Common Mistakes That Cost You Personal Tax Allowance

A number of errors appear regularly in personal tax allowance calculations. Many go unnoticed for months or even years.

The most common issues are:

  • Emergency tax codes — a new job or one-off payment may trigger an emergency code that does not reflect your full personal tax allowance. This typically leads to overpayment.
  • Multiple employments — with more than one PAYE income source, HMRC must know which employer applies the allowance. Applying it in the wrong place causes over or underpayment.
  • Benefits in kind — taxable employer benefits reduce the personal tax allowance in your code. If the estimated value is wrong, your deductions are likely wrong too.
  • Stale tax codes — HMRC does not always update codes promptly. A code from a previous year may still be active if you have not reviewed it.

Checking your tax code at the start of each new tax year stops these issues becoming a larger problem. Do the same after any change in circumstances.

What This Means for Your Tax Bill

Your personal tax allowance directly shapes how much income tax you pay each year.

The standard £12,570 allowance applies to most UK taxpayers. How much you benefit depends on your income, your tax code, and whether you are claiming all available reliefs.

For those near the £100,000 threshold, the taper zone deserves close attention. The 60% effective marginal rate is one of the least-understood features of the UK tax system.

Reviewing your tax code regularly and claiming the allowances you are entitled to can make a meaningful difference.

For further information on income tax and allowances, visit the income tax rebates and refunds section.

Personal Tax Allowance: Key Takeaways

  • The standard personal tax allowance is £12,570 — the amount of income you can earn before income tax applies.
  • The allowance has been frozen since 2021/22 and is set to remain at £12,570 until April 2031.
  • Above £100,000, the allowance reduces by £1 for every £2 of income. It reaches zero at £125,140, creating a 60% effective marginal rate in that band.
  • Scottish taxpayers receive the same personal tax allowance but face higher rates above it, making the taper zone more costly.
  • Pension contributions and Gift Aid donations can reduce adjusted net income and help preserve the allowance for higher earners.
  • Tax code errors — including emergency codes, multi-employment issues, and stale codes — can cause overpayment or underpayment.

Personal Tax Free Allowance FAQs

Q1: What is the personal tax allowance for 2026/27?

A: The standard personal tax allowance for 2026/27 is £12,570. This is the amount of income you can receive before income tax applies. The allowance has been frozen since 2021/22 and is set to remain until April 2031.

Q2: At what income does the personal tax allowance start to reduce?

A: The personal tax allowance begins to reduce once adjusted net income exceeds £100,000. For every £2 above this threshold, the allowance reduces by £1. It reaches zero at £125,140.

Q3: Can I increase my personal tax allowance?

A: Yes, in some circumstances.
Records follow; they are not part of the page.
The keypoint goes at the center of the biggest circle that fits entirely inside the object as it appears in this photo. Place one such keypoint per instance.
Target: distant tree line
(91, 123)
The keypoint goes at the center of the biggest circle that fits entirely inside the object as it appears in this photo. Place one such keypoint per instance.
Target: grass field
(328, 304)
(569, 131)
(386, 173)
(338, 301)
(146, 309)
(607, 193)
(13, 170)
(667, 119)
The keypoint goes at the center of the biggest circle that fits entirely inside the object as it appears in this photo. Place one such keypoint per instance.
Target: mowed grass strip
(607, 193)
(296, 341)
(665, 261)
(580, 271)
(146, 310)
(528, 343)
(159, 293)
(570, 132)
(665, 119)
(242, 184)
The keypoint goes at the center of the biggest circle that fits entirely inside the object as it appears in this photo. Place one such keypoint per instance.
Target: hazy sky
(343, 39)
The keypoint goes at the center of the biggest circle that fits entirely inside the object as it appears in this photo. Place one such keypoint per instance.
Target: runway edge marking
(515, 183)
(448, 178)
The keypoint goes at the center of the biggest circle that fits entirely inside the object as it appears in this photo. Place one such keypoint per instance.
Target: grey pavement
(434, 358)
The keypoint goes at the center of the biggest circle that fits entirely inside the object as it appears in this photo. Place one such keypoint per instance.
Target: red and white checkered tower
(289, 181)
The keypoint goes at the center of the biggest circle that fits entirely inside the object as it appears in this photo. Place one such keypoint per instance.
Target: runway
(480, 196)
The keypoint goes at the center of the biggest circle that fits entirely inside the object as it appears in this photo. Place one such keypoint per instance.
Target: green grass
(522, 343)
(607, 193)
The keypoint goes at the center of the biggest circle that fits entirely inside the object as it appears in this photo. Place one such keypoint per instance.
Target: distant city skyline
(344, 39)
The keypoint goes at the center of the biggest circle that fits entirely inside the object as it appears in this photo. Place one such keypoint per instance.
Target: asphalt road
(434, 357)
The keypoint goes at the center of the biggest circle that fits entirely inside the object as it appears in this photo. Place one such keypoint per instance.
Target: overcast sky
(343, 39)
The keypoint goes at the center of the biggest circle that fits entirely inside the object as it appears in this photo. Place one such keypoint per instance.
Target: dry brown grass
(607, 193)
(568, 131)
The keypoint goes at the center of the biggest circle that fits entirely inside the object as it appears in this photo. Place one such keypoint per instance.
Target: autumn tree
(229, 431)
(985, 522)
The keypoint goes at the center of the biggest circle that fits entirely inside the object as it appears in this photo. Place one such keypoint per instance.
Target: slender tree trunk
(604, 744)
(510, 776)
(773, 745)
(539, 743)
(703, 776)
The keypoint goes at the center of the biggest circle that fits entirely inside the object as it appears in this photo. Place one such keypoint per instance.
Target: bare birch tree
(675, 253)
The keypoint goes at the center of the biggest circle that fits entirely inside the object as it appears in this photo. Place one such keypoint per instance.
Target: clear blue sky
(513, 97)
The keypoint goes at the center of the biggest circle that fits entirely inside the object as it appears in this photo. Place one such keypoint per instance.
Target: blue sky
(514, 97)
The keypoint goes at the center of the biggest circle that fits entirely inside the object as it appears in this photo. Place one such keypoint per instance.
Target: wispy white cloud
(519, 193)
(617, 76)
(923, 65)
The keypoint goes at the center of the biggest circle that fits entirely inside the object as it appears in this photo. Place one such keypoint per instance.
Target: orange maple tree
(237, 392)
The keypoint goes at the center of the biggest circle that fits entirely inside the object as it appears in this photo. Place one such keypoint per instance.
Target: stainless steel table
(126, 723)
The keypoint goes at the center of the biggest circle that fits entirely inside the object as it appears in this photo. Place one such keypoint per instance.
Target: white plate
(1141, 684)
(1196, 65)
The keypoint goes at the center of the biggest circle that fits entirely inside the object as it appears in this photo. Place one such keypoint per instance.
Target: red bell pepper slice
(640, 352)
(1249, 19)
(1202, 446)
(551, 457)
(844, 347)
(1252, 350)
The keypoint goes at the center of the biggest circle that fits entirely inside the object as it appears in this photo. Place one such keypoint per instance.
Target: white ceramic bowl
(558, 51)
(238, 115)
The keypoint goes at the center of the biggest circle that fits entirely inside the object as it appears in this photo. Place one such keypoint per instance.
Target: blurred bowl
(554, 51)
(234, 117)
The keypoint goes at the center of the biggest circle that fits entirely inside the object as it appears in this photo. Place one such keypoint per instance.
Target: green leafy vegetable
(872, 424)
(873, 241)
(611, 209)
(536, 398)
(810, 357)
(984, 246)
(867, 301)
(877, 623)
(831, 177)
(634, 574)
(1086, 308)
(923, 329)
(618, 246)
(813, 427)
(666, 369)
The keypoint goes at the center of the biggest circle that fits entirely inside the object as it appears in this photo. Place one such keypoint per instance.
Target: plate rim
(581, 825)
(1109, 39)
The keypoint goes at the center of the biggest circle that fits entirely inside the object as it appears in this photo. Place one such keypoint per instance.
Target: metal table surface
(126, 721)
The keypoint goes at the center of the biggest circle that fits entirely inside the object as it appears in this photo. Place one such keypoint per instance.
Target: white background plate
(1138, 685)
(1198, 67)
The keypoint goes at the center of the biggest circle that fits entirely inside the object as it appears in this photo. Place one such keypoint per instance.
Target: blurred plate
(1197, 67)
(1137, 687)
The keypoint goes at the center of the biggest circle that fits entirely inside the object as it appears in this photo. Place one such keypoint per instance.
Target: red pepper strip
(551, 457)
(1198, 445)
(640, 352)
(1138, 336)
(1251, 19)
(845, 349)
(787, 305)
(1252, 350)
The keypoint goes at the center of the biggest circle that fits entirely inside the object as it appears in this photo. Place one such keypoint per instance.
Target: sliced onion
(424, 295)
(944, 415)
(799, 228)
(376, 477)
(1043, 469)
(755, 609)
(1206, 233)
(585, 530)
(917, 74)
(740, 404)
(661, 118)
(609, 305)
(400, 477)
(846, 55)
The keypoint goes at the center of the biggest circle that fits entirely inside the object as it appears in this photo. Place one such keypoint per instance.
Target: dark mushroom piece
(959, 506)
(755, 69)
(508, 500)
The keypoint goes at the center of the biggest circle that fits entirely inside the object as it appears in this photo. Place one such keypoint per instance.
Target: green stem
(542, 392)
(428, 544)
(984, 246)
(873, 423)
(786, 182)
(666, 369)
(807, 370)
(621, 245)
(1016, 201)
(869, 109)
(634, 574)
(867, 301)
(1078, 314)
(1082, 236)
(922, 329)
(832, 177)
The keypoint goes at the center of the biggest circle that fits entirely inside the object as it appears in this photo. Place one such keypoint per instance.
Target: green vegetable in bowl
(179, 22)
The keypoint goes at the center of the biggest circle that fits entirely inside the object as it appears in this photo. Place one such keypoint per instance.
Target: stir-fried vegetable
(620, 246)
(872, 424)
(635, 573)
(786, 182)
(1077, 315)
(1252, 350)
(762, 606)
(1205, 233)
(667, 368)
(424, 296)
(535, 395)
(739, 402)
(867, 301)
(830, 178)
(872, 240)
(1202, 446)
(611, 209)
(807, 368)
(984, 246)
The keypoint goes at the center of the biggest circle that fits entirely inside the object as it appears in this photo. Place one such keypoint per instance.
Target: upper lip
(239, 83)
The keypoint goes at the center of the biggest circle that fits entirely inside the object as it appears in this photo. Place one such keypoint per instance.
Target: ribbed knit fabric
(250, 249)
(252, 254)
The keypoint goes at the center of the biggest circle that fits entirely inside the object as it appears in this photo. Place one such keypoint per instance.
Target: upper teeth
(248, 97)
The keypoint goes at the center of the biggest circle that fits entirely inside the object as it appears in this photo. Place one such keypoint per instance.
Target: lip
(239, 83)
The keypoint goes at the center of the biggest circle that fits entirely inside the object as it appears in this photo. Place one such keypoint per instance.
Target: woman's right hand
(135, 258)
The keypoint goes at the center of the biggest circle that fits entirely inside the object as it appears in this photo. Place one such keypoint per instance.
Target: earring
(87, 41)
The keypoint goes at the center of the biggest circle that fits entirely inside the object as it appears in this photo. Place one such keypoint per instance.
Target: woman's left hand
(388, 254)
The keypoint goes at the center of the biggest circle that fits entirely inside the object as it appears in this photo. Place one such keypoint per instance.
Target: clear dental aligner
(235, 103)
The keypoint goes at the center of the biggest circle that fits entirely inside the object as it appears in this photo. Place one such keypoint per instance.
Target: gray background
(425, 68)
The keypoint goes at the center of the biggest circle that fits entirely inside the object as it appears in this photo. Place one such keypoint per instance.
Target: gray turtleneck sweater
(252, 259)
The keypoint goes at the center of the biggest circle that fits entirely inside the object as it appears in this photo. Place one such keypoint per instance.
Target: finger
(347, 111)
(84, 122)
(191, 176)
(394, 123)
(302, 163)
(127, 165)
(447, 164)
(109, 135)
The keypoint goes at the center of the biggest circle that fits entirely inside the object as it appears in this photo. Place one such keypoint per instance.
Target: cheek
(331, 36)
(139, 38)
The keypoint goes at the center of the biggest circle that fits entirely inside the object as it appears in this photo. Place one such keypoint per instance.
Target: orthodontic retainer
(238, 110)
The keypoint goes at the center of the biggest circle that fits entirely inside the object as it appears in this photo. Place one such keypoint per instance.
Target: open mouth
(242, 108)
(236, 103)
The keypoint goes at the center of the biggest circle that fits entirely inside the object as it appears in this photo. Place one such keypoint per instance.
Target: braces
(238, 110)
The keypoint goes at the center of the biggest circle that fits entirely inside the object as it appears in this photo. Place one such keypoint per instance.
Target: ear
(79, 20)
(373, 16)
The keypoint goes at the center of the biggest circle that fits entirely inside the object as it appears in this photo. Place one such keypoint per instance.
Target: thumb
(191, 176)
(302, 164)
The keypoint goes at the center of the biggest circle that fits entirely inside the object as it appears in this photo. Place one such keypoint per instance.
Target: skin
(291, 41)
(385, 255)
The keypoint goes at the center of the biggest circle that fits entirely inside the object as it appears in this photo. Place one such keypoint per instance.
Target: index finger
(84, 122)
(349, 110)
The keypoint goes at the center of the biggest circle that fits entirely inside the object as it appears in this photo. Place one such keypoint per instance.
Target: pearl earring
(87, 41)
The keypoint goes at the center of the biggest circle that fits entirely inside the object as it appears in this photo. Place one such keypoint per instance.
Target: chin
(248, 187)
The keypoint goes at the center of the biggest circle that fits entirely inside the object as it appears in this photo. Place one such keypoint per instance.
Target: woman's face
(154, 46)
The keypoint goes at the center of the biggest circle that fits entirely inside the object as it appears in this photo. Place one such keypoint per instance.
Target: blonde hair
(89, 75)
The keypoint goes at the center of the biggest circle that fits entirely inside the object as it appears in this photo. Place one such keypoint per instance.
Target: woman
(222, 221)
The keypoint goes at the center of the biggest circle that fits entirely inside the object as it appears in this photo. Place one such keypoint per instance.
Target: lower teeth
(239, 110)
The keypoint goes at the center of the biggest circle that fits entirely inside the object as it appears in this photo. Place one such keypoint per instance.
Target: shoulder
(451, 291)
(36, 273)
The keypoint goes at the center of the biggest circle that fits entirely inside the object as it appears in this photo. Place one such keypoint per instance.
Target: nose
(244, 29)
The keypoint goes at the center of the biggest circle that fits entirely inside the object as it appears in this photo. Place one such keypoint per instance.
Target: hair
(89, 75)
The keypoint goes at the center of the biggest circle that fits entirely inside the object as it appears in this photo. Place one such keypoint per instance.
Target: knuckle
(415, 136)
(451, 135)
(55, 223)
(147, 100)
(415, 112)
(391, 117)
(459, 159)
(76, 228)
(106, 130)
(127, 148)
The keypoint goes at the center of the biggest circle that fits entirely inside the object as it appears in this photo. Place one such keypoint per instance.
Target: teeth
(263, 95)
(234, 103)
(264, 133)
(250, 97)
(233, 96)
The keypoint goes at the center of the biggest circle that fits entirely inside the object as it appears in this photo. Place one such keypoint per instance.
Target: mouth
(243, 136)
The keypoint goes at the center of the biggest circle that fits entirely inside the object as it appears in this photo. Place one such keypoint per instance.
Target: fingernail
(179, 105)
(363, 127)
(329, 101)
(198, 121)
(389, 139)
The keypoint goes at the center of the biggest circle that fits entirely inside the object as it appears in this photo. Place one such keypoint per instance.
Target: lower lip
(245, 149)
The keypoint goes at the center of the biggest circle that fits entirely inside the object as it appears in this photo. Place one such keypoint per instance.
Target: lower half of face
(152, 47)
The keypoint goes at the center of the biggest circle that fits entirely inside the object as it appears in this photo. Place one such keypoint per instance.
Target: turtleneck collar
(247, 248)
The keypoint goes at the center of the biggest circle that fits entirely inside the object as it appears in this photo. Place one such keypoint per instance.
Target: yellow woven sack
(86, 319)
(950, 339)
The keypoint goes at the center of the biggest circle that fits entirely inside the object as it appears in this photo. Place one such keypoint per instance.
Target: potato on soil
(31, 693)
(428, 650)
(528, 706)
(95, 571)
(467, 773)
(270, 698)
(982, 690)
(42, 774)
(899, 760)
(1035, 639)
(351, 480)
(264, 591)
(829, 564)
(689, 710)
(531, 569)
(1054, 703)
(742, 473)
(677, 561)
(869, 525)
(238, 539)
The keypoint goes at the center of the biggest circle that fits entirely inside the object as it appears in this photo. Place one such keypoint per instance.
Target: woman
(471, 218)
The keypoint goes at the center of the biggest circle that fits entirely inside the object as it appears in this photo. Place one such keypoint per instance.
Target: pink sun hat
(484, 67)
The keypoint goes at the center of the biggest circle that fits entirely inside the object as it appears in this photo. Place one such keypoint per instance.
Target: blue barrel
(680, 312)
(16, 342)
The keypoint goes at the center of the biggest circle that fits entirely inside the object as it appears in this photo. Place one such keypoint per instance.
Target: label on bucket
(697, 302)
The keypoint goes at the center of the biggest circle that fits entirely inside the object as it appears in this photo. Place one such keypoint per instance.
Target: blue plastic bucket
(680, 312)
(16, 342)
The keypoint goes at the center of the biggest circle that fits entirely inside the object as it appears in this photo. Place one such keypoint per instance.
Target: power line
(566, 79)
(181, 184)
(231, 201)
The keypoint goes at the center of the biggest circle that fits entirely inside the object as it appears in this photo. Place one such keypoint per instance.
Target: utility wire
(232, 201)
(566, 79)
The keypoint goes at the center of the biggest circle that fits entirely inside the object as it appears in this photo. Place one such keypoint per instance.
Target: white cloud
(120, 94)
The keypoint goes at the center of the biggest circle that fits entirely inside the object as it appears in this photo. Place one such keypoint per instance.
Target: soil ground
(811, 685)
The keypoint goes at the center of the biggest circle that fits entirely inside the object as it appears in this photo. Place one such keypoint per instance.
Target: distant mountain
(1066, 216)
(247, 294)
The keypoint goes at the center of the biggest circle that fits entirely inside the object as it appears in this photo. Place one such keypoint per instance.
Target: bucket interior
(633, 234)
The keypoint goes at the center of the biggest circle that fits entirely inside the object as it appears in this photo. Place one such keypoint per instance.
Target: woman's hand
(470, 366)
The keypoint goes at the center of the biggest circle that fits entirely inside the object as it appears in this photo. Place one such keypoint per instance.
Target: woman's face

Marriage Allowance allows transfer of up to £1,260 from a lower-earning partner to a higher earner. Blind Person’s Allowance adds £3,130. Successful job expense relief claims may also increase the allowance in your tax code.

Q4: Is the personal tax allowance the same in Scotland?

A: The £12,570 allowance applies across the UK, including Scotland. Income tax rates above the allowance differ for Scottish taxpayers under Scottish Government bands. The effective marginal rate in the taper zone may be higher in Scotland.

Q5: How do I check my personal tax allowance is correct?

A: Check your allowance and tax code through the HMRC app or your online personal tax account at gov.uk. If it looks incorrect, contact HMRC to request a review. Where overpayment has occurred, a correction may result in a refund.